Any release plan would require state lawmakers to pass a bill authorizing it. And it will be up to them to decide whether such a bill is necessary to slow the spread of COVID-19 inside the state’s prison system.

The House and Senate are back in session next week.

If a law does pass, the Pennsylvania Board of Probation and Parole would consider incarcerated people for release on a case-by-case basis.

Commonwealth Victim Advocate Jennifer Storm is behind the idea, but wants the bill to have a provision that would block people with a history of domestic violence from being released early, especially on house arrest.

“At a moment of international crisis, we don’t want to add additional crisis, trauma and anxiety into a population unnecessarily,” said Storm.

In March, the system released 574 people. It’s unclear how many were released due to concerns over the spread of COVID-19.

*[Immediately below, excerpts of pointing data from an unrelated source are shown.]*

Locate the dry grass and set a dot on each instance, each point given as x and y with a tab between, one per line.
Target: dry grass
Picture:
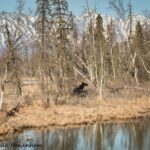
35	116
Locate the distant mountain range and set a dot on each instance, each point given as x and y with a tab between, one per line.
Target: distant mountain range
29	33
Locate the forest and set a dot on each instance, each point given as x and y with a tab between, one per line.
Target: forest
67	67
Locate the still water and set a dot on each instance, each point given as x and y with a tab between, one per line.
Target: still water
123	136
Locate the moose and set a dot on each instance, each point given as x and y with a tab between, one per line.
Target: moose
80	91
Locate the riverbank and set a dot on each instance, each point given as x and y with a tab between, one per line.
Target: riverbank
35	116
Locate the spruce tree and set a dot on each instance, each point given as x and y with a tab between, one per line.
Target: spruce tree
140	51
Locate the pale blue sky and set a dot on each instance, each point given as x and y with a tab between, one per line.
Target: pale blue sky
77	6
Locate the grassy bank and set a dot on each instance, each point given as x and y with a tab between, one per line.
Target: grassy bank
35	116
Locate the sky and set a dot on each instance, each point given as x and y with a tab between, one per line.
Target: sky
77	6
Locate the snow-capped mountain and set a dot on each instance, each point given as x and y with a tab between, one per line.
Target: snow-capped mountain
29	33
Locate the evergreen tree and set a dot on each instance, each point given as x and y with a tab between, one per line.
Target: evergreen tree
42	26
61	22
140	51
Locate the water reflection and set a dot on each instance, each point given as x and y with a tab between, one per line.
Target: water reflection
127	136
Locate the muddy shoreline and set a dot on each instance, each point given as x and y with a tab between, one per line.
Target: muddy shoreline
61	116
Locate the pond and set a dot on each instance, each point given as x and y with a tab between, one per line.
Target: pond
116	136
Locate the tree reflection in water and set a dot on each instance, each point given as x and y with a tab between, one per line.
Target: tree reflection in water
124	136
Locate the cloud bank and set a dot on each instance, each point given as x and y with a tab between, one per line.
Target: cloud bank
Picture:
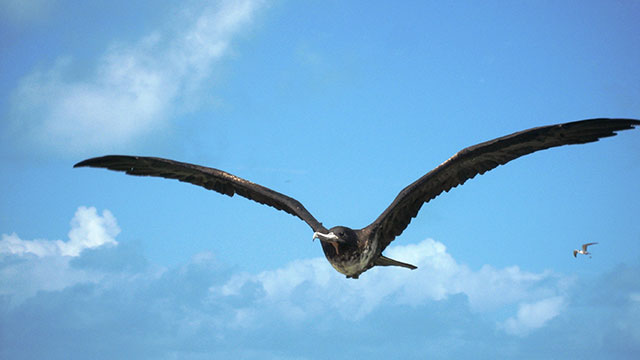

The majority of people in Pennsylvania’s state prisons share a 100 square-foot cell with another person. Under the system’s quarantine plan, they are now taking their meals in their cells and will be “provided with in-cell programming,” according to the department.

Video and phone calls will still be allowed to take place outside of the cells as face-to-face visitations continue to be suspended.

Wetzel said prisoners are now traveling in groups of 10 or less. Before the quarantine plan, that number was 50.

New arrivals are being quarantined for 14 days at SCI Retreat, a facility near Wilkes-Barre that was slated for closure.

All employees and contractors must pass a medical screening, which includes a questionnaire and temperature-taking, before entering a prison. They must also wear masks over their faces while they’re inside.

Crews are cleaning each facility three times every eight hours instead of once per shift.

The DOC has not publicly shared its general pandemic plan, but Wetzel said it does not call for pre-screening staffers, temperature-taking, or mask-wearing, adding that he doesn’t see any of those new protocols changing before June.

“I would be stunned if that happened,” he said.